Formative assessment
5 min- Pick ONE entry. Write one sentence stating what your essay would be ABOUT and one fact you already know.
- Place your name-tile on MG-10 status-of-class chart in the RESEARCH column.
Closure
3 min- Hold up your expert inventory.
- Predict: tomorrow we pick ONE topic and meet the INTRODUCTION.
Homework
12 min- At dinner tonight, share ONE expert topic with a family member. Ask them: 'What is one thing you would WANT TO KNOW about my topic?' Bring back that question on a sticky note — it may shape your essay.
Exercises in this lesson
Differentiation
- Pre-printed inventory with 3 entries already outlined (hobbies / pets / places)
- Expert-topic prompt-prime photo cards available at every table
- Adult-mediated brainstorm at the back table for children who freeze on open prompts
- Add a 'topic I want to BECOME expert on' second column — a research seed for the spring's two-source essay.
- Map ONE entry into the MG-2 5-box planner as a preview of lessons 2-3.
- Bilingual inventory labels
- Inventory share in home language first, then English
- Tactile prompt-cards for non-readers
- Drawing-only inventory (no writing required day 1)
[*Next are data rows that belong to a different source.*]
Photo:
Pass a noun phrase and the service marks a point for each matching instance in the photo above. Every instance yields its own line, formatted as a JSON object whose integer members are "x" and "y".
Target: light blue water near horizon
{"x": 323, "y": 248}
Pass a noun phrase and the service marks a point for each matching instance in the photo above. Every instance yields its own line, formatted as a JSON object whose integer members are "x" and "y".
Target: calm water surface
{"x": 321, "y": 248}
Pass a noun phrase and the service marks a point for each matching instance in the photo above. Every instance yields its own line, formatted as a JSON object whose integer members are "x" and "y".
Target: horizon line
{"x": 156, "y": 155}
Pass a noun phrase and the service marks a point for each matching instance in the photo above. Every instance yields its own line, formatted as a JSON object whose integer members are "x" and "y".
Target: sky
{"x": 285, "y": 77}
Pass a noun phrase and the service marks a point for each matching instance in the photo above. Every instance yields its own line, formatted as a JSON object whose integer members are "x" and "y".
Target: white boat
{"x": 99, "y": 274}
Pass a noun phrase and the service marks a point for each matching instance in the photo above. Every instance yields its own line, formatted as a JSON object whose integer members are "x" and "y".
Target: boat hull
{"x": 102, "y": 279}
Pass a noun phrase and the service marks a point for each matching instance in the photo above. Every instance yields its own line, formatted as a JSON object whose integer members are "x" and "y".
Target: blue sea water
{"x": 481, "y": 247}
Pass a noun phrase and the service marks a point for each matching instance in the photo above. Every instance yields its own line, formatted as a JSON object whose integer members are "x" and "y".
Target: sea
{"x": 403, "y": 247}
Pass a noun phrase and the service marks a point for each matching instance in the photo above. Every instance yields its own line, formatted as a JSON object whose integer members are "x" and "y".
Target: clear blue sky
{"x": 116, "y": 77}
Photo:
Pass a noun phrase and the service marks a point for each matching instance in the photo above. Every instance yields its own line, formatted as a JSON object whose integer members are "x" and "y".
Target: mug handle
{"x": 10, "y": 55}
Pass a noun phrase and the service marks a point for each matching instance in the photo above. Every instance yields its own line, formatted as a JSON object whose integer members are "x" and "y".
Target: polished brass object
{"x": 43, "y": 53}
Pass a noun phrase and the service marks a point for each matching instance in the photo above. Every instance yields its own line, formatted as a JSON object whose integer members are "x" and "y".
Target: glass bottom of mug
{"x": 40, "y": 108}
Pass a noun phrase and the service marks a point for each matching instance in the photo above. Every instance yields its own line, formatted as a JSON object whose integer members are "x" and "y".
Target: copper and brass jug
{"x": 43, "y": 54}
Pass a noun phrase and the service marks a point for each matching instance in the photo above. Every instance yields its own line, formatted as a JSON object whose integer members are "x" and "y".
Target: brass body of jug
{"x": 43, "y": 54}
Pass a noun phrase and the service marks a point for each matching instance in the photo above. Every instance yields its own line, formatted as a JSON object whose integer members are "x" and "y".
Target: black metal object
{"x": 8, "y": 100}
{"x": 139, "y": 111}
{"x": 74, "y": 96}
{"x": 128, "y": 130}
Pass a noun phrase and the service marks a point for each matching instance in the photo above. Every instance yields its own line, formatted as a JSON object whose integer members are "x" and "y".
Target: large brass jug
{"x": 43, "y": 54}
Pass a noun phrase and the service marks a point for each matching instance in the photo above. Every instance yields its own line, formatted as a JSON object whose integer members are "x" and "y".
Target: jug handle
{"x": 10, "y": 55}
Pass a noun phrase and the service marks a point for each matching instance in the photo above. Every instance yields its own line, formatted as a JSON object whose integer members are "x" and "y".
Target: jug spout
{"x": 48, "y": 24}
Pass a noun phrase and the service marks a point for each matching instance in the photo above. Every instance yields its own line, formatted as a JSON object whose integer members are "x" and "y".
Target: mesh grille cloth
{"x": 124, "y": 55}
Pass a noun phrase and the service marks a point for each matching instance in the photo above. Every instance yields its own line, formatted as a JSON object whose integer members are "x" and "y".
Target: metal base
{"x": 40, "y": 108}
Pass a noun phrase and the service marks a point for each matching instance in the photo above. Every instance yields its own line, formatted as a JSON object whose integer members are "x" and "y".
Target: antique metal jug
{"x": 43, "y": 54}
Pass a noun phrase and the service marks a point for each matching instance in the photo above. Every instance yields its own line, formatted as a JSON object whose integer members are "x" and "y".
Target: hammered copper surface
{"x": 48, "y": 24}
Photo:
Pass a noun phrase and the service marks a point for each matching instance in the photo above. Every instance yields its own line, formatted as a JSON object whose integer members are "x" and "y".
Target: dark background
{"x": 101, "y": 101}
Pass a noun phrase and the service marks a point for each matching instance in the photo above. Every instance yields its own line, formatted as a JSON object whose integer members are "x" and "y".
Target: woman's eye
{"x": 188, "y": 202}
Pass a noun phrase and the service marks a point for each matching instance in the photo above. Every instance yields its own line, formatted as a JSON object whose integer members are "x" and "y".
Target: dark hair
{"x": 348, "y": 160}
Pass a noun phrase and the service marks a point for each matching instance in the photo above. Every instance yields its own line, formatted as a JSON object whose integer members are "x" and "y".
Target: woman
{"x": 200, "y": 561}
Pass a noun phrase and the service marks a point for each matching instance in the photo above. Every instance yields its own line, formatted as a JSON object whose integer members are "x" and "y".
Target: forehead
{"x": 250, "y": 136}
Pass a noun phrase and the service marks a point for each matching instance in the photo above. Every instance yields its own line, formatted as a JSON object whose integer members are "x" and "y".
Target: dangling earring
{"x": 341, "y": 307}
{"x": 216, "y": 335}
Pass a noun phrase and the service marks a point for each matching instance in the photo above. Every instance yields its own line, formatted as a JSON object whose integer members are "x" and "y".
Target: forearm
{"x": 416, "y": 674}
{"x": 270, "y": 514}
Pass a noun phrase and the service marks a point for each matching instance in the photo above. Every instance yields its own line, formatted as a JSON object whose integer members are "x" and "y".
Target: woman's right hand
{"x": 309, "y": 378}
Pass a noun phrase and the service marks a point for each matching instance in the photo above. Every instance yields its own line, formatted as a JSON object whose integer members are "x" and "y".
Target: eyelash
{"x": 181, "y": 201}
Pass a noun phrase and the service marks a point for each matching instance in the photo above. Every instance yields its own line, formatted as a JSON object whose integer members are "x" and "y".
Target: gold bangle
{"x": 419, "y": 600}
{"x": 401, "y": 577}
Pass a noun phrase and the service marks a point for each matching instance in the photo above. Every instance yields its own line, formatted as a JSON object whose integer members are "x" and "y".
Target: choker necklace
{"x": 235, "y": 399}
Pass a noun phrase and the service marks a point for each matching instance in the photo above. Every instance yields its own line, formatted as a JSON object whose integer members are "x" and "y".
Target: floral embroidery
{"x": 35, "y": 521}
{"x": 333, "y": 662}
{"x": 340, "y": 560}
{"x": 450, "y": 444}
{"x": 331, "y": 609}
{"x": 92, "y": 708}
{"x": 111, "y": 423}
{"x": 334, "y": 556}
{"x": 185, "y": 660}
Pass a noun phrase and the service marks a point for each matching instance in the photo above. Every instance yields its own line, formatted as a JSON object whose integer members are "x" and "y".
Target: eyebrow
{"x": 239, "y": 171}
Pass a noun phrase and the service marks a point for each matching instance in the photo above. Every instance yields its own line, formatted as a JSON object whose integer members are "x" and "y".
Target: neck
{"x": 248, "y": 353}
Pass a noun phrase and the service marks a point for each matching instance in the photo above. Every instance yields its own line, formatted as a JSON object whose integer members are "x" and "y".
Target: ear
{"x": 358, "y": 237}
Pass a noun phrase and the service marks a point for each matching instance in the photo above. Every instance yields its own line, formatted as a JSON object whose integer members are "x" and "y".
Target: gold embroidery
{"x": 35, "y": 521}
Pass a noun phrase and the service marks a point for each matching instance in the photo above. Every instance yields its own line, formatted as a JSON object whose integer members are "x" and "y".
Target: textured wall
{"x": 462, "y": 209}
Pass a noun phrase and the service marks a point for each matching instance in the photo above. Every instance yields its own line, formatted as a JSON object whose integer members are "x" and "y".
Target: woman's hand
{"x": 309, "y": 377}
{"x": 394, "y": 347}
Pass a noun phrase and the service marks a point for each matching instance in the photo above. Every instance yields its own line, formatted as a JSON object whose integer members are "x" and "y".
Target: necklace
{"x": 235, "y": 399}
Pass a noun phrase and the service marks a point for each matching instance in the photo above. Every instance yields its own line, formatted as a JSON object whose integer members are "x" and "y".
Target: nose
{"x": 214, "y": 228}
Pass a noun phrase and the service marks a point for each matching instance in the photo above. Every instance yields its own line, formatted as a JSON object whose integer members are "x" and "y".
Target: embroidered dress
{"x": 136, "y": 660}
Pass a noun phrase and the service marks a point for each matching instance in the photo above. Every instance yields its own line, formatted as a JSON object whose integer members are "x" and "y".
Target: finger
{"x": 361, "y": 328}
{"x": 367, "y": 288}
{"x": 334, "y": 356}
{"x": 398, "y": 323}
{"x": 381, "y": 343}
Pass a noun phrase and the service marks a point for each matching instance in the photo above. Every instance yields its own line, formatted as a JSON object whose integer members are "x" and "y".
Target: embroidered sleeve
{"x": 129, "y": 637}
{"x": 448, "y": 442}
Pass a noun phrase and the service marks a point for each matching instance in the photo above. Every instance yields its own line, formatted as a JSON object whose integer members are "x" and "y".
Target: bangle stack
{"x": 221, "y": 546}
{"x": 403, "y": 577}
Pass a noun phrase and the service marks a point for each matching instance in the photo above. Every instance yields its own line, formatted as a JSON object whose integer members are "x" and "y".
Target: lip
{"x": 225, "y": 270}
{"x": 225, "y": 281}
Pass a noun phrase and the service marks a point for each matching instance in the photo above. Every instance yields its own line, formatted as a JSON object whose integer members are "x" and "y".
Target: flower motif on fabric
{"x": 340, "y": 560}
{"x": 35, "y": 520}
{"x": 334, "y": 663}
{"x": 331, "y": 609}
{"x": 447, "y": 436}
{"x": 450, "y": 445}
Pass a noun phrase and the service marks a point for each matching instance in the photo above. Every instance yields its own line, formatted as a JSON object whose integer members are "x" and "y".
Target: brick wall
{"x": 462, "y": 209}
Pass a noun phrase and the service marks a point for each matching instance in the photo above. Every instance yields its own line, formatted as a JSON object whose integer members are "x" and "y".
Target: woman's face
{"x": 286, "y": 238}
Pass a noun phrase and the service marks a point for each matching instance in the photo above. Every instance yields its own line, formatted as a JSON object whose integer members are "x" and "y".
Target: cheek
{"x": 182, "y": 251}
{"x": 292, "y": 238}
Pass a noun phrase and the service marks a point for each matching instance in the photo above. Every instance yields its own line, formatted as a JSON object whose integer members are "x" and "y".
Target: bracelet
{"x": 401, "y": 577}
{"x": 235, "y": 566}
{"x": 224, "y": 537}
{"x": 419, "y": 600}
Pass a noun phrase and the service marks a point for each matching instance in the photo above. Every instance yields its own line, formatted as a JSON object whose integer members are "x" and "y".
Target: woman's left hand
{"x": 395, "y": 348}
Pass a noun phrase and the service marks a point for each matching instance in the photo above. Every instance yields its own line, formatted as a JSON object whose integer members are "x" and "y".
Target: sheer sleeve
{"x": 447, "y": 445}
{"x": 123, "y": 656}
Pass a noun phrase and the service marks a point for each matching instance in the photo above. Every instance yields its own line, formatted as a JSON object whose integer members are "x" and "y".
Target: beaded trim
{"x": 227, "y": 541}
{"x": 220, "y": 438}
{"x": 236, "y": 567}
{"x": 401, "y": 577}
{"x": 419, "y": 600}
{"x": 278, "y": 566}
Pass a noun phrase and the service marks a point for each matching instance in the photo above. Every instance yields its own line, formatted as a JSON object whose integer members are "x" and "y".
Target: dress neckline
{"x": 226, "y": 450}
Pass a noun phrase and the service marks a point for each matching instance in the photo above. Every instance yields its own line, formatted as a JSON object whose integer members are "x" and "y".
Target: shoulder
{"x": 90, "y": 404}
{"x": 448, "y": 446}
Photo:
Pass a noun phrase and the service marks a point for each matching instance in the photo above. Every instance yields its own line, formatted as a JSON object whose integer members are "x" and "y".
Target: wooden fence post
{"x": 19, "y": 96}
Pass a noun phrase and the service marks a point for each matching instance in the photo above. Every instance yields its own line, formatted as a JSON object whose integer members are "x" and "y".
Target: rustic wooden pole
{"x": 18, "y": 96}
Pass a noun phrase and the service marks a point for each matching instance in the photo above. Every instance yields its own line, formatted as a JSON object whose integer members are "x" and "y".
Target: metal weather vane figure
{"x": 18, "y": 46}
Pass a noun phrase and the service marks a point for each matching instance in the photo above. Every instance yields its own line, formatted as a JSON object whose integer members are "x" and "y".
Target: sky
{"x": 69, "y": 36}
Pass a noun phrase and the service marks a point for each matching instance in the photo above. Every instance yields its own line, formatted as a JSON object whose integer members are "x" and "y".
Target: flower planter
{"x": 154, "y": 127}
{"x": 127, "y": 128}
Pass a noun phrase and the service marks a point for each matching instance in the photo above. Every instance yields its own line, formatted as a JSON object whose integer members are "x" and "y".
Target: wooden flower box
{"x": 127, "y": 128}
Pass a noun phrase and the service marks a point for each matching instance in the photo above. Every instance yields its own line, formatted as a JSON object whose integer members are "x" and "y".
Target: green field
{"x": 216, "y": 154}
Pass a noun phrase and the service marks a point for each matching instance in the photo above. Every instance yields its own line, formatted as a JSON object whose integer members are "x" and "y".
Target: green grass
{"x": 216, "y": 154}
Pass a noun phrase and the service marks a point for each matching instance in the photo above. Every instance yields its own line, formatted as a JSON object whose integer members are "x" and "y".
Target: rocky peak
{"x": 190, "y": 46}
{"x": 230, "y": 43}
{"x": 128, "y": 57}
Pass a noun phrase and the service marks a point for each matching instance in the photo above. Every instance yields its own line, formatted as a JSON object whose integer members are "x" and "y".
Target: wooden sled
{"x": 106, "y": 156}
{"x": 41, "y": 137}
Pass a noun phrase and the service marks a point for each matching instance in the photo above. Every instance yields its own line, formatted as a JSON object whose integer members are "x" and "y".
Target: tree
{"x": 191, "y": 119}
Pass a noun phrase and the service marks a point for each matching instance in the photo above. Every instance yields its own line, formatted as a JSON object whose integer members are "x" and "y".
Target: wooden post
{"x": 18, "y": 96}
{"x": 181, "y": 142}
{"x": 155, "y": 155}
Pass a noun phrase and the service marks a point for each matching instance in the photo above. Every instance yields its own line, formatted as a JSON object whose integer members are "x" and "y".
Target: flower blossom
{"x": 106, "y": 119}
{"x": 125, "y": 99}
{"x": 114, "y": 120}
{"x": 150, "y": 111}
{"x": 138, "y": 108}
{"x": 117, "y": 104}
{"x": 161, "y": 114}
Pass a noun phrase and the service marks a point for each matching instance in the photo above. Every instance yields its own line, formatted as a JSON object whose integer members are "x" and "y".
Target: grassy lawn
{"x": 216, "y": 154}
- Reduced target: 3 entries total
- Adult scribe for entry labels
Teacher notes
The expert inventory is the spring analog of the fall heart-map — the single most important artifact of the term. Children who freeze on 'pick a topic' have a topic bank to mine. Children who finish early have a bank for the NEXT essay. Keep inventories stapled inside the writer's notebook front cover. Watch for two issues: (1) entries that are too broad ('animals') — push toward specificity ('the four jellyfish species at the New England Aquarium'); (2) entries about topics the child WANTS to learn but does not yet know — those go in the optional 'become-expert' second column and become research-arc topics in weeks 7-12. The status-of-class chart must be referenced every workshop block — moving the name-tile is the daily metacognitive move that anchors the writing process.